Of course, AI has its own biases, Rodman noted. The higher ratio of sex and racial biases has been well documented with LLMs, but it’s probably less prone to biases than people are, he said.

Even so, bias in classical AI has been a longstanding problem, and genAI has the potential to exacerbate the problem, according to Gartner’s Walk. “I think one of the biggest risks is that the technology is outpacing the industry’s ability to train and prepare clinicians to detect, respond to, and report these biases,” she said. 

GenAI models are inherently prone to bias due to their training on datasets that may disproportionately represent certain populations or scenarios. For example, models trained primarily on data from dominant demographic groups might perform poorly for underrepresented groups, said Mutaz Shegewi, a senior research director with IDC’s Worldwide Healthcare Provider Digital Strategies group.

“Prompt design can further amplify bias, as poorly crafted prompts may reinforce disparities,” he said. “Additionally, genAI’s focus on common patterns risks overlooking rare but important cases.”

For example, research literature that’s ingested by LLMs is often skewed toward white males, creating critical data gaps regarding other populations, Mutaz said. “Due to this, AI models might not recognize atypical disease presentations in different groups.
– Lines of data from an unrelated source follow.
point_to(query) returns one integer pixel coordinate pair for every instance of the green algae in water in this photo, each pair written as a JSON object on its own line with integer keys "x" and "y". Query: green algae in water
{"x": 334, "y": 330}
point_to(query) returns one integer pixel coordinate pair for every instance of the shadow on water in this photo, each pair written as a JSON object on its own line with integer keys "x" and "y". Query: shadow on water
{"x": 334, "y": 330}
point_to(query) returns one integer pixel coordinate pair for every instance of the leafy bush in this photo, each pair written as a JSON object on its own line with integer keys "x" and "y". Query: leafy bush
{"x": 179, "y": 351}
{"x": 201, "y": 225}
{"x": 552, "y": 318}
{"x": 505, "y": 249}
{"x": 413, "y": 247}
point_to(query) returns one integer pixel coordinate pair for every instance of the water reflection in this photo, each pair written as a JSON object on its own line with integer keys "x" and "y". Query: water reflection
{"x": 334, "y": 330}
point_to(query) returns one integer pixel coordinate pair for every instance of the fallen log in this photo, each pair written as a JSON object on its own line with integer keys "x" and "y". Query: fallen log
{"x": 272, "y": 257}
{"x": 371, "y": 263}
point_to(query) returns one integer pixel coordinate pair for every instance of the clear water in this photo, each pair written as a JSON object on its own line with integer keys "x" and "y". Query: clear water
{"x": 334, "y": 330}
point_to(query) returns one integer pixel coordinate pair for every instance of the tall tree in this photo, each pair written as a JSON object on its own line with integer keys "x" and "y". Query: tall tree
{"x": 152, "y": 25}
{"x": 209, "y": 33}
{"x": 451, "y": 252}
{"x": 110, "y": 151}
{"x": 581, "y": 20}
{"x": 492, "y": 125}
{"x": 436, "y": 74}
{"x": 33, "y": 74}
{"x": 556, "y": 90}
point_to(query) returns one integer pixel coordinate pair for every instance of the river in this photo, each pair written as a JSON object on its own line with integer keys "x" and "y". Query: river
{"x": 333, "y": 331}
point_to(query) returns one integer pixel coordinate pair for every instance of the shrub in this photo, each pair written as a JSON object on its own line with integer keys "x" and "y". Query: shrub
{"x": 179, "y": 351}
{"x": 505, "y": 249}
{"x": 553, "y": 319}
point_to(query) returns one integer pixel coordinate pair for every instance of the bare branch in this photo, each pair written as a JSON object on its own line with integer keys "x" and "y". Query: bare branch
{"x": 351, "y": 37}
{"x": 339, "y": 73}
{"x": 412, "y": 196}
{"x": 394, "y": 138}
Symptoms for certain diseases, for example, can have stark differences between groups, and a failure to acknowledge such differences could lead to delayed or misguided treatment,” he said.

With current regulatory structures, LLMs and their genAI interfaces can’t accept liability and responsibility the way a human clinician can. So, for “official purposes,” it’s likely a human will still be needed in the loop for liability, judgement, nuance, and the many other layers of evaluation and support patients need.

Chen said it wouldn’t surprise him if physicians were already using LLMs for low-stakes purposes, like explaining medical charts or generating treatment options  for less-severe symptoms.

“Good or bad, ready or not, Pandora’s box has already been opened, and we need to figure out how to effectively use these tools and counsel patients and clinicians on appropriately safe and reliable ways to do so,” Chen said.